Discharging the battery before recharging is a myth of Li-ion that has its roots in NiCd cells (see below for more on this). Your Li-ion device does not have a “memory” and it never needs to be fully discharged.

LiPo Batteries

Lithium-ion Polymer cells are a variation of Lithium-ion, and managing the health of these batteries is the same as for standard Li-ion. Their main advantage is that they can be formed to the shape of the device, rather than having to be placed in a hard rectangular case like Li-ion battery. This makes them better for unibody devices with non-removable batteries.
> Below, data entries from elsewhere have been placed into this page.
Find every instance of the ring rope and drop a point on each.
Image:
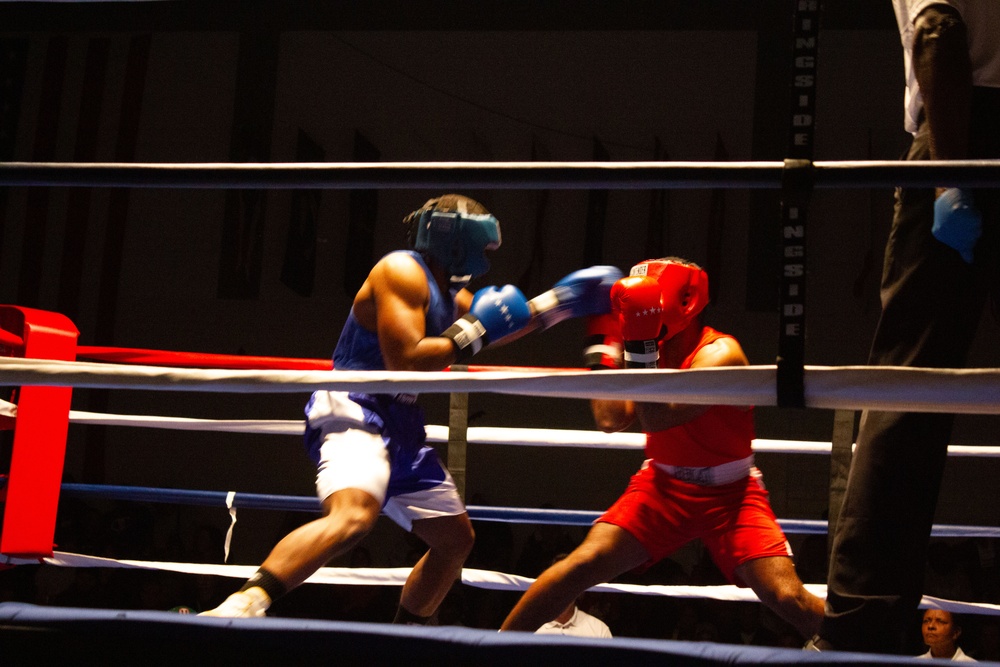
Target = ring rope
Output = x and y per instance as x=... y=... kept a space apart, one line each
x=971 y=391
x=396 y=576
x=638 y=175
x=583 y=518
x=479 y=435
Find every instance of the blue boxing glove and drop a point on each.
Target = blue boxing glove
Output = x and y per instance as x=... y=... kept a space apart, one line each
x=496 y=313
x=957 y=222
x=581 y=293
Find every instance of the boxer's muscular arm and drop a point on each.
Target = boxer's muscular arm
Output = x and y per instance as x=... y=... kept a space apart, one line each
x=661 y=416
x=393 y=302
x=944 y=74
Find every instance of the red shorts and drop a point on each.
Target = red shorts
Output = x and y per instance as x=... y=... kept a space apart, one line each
x=734 y=521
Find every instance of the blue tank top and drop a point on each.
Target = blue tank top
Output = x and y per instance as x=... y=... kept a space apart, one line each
x=358 y=349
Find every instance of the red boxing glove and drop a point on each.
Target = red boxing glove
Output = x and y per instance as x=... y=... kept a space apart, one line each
x=604 y=342
x=636 y=302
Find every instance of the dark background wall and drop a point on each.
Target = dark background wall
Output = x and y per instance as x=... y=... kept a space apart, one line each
x=272 y=272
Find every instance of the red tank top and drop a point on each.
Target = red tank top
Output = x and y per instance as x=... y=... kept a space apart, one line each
x=721 y=434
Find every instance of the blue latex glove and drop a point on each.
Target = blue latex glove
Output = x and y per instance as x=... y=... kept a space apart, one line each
x=957 y=222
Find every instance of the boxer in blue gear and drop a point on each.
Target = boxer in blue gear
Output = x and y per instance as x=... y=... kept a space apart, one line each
x=370 y=449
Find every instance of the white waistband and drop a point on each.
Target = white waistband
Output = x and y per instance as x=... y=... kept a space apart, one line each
x=724 y=473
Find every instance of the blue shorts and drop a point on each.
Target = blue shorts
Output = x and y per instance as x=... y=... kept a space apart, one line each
x=377 y=443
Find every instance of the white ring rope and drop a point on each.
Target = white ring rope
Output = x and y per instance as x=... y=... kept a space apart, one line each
x=930 y=390
x=396 y=576
x=477 y=435
x=971 y=391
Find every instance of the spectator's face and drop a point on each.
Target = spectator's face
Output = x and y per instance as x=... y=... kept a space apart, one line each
x=939 y=629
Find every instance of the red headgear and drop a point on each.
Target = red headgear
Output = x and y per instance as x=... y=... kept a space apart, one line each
x=683 y=289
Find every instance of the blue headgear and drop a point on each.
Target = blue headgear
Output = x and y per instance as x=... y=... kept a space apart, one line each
x=457 y=240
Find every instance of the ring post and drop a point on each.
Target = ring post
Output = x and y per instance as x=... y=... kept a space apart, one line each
x=40 y=429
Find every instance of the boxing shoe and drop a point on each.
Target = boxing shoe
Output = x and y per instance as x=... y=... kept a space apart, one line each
x=251 y=603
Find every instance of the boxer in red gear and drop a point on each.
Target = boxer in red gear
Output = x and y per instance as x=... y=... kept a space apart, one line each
x=699 y=480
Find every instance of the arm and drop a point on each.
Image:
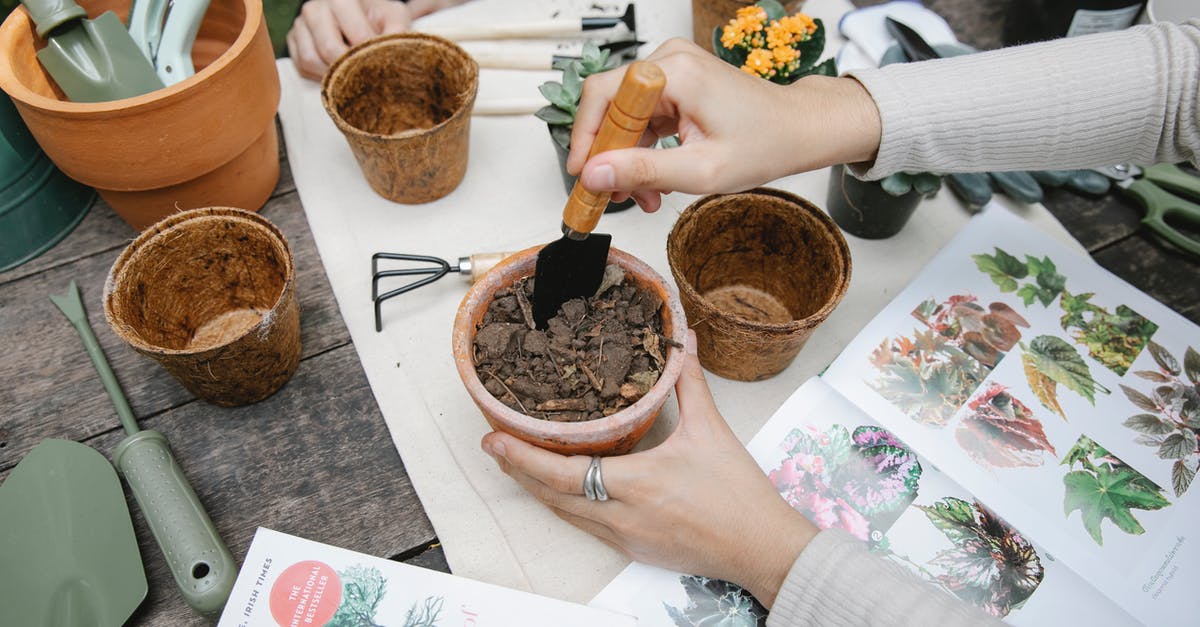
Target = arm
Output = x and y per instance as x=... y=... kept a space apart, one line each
x=683 y=505
x=325 y=29
x=1089 y=101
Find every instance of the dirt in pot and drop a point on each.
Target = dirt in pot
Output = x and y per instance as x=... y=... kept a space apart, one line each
x=597 y=357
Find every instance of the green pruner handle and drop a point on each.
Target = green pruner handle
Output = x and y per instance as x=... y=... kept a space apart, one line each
x=202 y=565
x=1162 y=205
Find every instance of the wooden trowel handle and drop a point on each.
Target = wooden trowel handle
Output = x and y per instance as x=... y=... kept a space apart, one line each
x=623 y=125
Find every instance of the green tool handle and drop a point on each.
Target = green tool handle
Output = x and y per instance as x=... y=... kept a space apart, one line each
x=106 y=375
x=1170 y=177
x=1162 y=204
x=201 y=563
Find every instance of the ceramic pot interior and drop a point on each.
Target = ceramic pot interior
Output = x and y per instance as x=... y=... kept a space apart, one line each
x=401 y=84
x=199 y=284
x=759 y=256
x=222 y=24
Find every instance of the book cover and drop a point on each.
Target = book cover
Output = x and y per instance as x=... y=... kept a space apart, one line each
x=1023 y=435
x=289 y=581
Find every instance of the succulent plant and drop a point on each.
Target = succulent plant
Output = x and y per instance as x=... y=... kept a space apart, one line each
x=564 y=97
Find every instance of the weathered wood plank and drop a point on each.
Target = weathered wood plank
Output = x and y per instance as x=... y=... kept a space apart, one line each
x=313 y=460
x=48 y=387
x=1167 y=274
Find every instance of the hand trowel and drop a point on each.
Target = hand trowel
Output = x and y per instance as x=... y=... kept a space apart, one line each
x=199 y=561
x=573 y=266
x=91 y=60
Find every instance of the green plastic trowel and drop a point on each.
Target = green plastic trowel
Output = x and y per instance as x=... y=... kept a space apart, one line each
x=69 y=556
x=91 y=60
x=199 y=561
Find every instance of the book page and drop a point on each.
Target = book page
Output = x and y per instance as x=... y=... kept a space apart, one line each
x=1054 y=392
x=839 y=467
x=286 y=581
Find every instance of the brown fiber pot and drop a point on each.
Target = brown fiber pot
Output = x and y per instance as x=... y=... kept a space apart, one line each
x=707 y=15
x=210 y=294
x=205 y=141
x=403 y=103
x=612 y=435
x=757 y=272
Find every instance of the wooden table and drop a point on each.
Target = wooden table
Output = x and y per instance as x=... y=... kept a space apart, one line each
x=316 y=459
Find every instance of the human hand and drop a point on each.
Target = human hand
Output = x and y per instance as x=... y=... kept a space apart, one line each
x=325 y=29
x=682 y=505
x=736 y=130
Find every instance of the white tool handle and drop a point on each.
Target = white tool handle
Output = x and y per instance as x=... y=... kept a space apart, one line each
x=539 y=29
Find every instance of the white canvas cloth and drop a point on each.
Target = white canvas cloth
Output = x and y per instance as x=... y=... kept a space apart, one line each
x=511 y=198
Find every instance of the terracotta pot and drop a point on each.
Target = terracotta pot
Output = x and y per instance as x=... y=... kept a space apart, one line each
x=757 y=273
x=210 y=294
x=208 y=139
x=612 y=435
x=707 y=15
x=403 y=103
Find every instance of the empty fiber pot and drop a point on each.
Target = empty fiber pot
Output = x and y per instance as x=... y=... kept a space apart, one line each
x=205 y=141
x=757 y=272
x=403 y=103
x=611 y=435
x=210 y=294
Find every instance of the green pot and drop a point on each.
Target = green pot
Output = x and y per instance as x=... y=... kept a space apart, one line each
x=39 y=203
x=569 y=180
x=864 y=209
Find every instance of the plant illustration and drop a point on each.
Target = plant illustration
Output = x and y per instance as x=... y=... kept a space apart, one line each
x=1049 y=362
x=1171 y=423
x=856 y=482
x=1111 y=339
x=765 y=41
x=928 y=377
x=564 y=97
x=1114 y=339
x=985 y=334
x=363 y=589
x=991 y=565
x=1105 y=487
x=717 y=603
x=1002 y=431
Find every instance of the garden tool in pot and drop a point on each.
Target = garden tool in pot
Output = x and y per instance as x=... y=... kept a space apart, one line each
x=91 y=60
x=70 y=556
x=573 y=266
x=199 y=561
x=468 y=268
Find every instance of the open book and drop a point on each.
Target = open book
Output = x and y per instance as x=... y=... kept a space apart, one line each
x=287 y=581
x=1018 y=427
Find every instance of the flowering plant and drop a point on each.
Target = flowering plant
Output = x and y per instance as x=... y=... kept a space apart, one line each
x=765 y=41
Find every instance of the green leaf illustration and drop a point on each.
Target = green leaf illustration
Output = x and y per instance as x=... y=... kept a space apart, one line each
x=1056 y=359
x=1164 y=359
x=1107 y=488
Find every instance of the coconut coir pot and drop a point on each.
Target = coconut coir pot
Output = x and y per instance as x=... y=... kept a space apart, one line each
x=207 y=141
x=757 y=272
x=210 y=294
x=403 y=103
x=611 y=435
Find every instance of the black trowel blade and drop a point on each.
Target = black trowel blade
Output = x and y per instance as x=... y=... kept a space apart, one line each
x=568 y=268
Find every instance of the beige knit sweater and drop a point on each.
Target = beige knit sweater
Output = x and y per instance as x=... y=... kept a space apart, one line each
x=1132 y=95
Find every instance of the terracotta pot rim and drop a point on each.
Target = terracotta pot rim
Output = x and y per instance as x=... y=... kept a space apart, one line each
x=19 y=91
x=465 y=108
x=693 y=213
x=163 y=228
x=463 y=336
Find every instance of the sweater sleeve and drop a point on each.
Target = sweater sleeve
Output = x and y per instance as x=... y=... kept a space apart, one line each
x=837 y=581
x=1132 y=95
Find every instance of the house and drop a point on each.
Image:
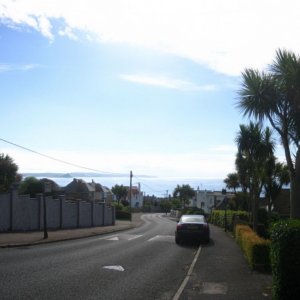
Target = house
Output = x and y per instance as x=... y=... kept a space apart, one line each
x=137 y=197
x=79 y=189
x=207 y=200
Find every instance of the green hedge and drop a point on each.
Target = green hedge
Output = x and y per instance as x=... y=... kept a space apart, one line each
x=218 y=218
x=255 y=248
x=285 y=259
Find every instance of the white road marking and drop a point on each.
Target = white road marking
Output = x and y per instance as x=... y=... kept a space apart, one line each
x=162 y=238
x=114 y=268
x=128 y=237
x=186 y=279
x=113 y=239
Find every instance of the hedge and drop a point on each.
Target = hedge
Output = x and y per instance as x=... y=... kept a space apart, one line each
x=217 y=217
x=255 y=248
x=285 y=259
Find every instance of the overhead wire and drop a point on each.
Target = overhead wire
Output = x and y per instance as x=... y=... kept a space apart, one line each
x=76 y=165
x=57 y=159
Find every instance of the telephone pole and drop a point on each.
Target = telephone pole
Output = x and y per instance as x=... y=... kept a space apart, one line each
x=130 y=192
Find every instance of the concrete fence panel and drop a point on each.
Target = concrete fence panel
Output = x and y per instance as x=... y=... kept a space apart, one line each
x=5 y=212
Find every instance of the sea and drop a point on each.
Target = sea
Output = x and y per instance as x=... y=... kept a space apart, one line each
x=157 y=186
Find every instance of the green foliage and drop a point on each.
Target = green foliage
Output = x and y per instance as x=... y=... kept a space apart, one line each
x=8 y=172
x=184 y=193
x=31 y=186
x=255 y=248
x=120 y=191
x=165 y=205
x=193 y=211
x=217 y=217
x=285 y=259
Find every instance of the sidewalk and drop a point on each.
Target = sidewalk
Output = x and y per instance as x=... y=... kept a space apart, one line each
x=225 y=274
x=37 y=237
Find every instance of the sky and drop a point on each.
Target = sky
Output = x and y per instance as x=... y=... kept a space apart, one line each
x=148 y=86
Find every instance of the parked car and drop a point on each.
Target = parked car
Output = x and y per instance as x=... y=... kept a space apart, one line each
x=193 y=228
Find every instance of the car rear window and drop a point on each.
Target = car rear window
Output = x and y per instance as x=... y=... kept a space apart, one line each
x=192 y=219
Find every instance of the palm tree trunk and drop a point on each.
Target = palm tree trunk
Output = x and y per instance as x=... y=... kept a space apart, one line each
x=295 y=180
x=295 y=190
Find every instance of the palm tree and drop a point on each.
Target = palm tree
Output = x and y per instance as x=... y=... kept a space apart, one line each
x=232 y=181
x=184 y=193
x=254 y=147
x=275 y=97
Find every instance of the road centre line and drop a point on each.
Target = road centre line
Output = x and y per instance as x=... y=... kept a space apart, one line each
x=187 y=277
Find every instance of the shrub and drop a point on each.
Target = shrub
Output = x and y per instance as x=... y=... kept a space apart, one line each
x=255 y=248
x=232 y=217
x=285 y=259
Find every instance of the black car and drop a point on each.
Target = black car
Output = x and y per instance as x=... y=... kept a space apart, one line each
x=193 y=228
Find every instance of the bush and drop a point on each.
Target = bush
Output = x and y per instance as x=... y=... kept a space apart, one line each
x=285 y=259
x=255 y=248
x=232 y=217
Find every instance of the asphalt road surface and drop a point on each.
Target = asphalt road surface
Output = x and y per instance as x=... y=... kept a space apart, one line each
x=141 y=263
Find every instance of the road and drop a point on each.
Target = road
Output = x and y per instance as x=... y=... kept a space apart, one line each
x=141 y=263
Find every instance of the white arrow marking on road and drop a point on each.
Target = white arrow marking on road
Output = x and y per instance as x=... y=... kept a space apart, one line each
x=115 y=268
x=113 y=239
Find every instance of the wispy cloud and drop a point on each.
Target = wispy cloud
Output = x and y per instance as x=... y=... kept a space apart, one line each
x=9 y=67
x=226 y=37
x=230 y=148
x=166 y=82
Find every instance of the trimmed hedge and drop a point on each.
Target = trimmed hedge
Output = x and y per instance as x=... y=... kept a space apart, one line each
x=285 y=259
x=255 y=248
x=217 y=217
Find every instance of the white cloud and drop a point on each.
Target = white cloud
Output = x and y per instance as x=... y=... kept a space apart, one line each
x=8 y=67
x=226 y=36
x=166 y=82
x=205 y=165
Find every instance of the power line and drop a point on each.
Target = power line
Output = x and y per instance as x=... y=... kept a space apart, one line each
x=56 y=159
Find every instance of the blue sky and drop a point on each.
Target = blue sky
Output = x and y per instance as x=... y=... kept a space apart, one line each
x=147 y=86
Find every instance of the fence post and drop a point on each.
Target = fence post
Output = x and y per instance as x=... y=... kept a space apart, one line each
x=61 y=199
x=78 y=213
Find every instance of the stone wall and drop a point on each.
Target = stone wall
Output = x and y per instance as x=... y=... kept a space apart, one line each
x=22 y=213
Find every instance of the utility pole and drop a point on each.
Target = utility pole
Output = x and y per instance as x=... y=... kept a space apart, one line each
x=130 y=192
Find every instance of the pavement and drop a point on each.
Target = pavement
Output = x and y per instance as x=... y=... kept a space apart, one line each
x=16 y=239
x=223 y=275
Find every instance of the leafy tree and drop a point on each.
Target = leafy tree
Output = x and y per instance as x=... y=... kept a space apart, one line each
x=121 y=192
x=232 y=181
x=276 y=175
x=184 y=193
x=8 y=172
x=165 y=205
x=274 y=96
x=31 y=186
x=254 y=147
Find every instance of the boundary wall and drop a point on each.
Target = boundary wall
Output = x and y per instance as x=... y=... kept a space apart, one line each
x=20 y=213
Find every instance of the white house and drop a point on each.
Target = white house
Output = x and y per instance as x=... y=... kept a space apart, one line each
x=207 y=200
x=137 y=197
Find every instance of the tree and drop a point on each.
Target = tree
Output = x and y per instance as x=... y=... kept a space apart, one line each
x=254 y=147
x=232 y=181
x=121 y=192
x=31 y=186
x=276 y=175
x=184 y=193
x=8 y=172
x=274 y=96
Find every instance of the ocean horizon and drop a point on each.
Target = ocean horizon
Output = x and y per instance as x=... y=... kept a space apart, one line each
x=157 y=186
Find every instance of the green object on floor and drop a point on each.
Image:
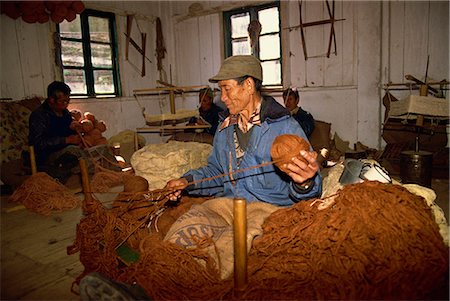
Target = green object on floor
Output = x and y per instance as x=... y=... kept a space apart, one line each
x=127 y=254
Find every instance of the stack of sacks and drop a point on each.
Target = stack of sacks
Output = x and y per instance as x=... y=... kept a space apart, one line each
x=89 y=127
x=159 y=163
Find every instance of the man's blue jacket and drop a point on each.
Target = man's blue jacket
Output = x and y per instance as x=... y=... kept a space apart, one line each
x=268 y=183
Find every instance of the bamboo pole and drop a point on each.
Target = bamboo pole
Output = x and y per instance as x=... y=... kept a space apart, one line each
x=33 y=160
x=136 y=141
x=88 y=199
x=240 y=246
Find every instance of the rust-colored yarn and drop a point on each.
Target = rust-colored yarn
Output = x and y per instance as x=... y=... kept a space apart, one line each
x=133 y=183
x=44 y=195
x=103 y=179
x=287 y=146
x=370 y=241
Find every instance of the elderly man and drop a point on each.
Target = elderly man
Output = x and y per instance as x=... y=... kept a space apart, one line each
x=244 y=138
x=208 y=110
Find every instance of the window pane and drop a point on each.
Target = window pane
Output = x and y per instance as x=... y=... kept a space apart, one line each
x=271 y=72
x=70 y=29
x=72 y=53
x=269 y=20
x=76 y=81
x=241 y=47
x=101 y=55
x=239 y=24
x=103 y=81
x=269 y=47
x=99 y=29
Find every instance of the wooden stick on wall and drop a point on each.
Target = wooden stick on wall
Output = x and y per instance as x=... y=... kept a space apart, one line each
x=240 y=246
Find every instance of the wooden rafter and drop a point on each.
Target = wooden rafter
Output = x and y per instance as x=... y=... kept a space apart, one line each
x=331 y=20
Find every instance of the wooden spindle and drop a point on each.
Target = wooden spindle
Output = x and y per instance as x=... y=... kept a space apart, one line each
x=240 y=246
x=88 y=199
x=136 y=141
x=33 y=160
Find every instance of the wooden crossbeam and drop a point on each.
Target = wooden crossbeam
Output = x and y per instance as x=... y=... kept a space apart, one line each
x=331 y=20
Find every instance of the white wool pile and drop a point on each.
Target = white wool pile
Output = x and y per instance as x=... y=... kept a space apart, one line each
x=159 y=163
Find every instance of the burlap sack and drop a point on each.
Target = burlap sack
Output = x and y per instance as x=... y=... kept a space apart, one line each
x=210 y=226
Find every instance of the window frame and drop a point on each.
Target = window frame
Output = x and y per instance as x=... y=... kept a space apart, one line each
x=88 y=67
x=253 y=11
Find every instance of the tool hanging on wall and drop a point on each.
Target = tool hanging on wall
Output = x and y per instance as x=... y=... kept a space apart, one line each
x=129 y=40
x=331 y=20
x=160 y=49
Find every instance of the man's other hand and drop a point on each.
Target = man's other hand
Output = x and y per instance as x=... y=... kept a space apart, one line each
x=176 y=186
x=301 y=171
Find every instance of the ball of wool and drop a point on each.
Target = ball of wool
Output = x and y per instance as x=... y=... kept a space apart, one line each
x=287 y=146
x=101 y=125
x=76 y=114
x=76 y=126
x=90 y=116
x=134 y=183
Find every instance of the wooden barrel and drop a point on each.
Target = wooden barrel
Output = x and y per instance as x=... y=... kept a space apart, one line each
x=416 y=167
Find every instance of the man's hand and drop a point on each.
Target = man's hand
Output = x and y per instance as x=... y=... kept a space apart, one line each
x=176 y=186
x=73 y=139
x=301 y=171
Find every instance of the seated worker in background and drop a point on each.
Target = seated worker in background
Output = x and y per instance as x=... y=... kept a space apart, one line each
x=208 y=110
x=244 y=139
x=57 y=147
x=305 y=119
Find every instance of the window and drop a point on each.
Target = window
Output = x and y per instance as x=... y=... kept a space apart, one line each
x=268 y=49
x=89 y=54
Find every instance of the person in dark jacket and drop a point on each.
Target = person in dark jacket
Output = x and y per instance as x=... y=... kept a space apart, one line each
x=244 y=139
x=208 y=111
x=305 y=119
x=50 y=124
x=58 y=147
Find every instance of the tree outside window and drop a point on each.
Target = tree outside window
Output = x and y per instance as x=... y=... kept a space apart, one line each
x=267 y=48
x=89 y=54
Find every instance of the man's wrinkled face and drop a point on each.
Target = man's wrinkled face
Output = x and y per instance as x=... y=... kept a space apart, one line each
x=205 y=102
x=60 y=103
x=290 y=102
x=234 y=96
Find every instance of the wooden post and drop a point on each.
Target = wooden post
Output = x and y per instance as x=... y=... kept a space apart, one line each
x=240 y=246
x=136 y=141
x=88 y=198
x=172 y=101
x=33 y=160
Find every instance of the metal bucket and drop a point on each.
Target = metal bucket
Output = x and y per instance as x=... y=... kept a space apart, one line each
x=416 y=167
x=352 y=170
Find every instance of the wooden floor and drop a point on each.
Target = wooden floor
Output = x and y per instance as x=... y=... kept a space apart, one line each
x=34 y=263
Many popular phones today use LiPo batteries including the iPhone and HTC One, but all the of the tips that work for Li-ion batteries apply to LiPo batteries as well.

Chargers And Storage

Are you planning on not using your smartphone or tablet for a while? The best option here is to leave it at around 50% charge for a Li-ion battery. Storage should be in a location at the usual room temperature (more on this below).

Also note that damage to your phone’s battery caused by pressure, piercing or the more usual drops can cause the battery to leak, reducing its life and damaging your phone’s circuits.

 

 

 

 

How to save up to 86%? Here is little trick.

You must visit the page of sales. Here is the link. If you don’t care about which brand is better, then you can choose the lipo charger by the price and buy from the one who will offer the greatest discount.

 

 

Final Word

First of all thanks for reading my article to the end! I hope you find my reviews listed here useful and that it allows you to make a proper comparison of what is best to fit your needs and budget. Don’t be afraid to try more than one product if your first pick doesn’t do the trick.

Most important, have fun and choose your lipo charger wisely! Good luck!

So, TOP3 of lipo charger

 

 

Questions? Leave a comment below!

Chatting about lipo charger is my passion! Leave me a question in the comments, I answer each and every one and would love to get to know you better!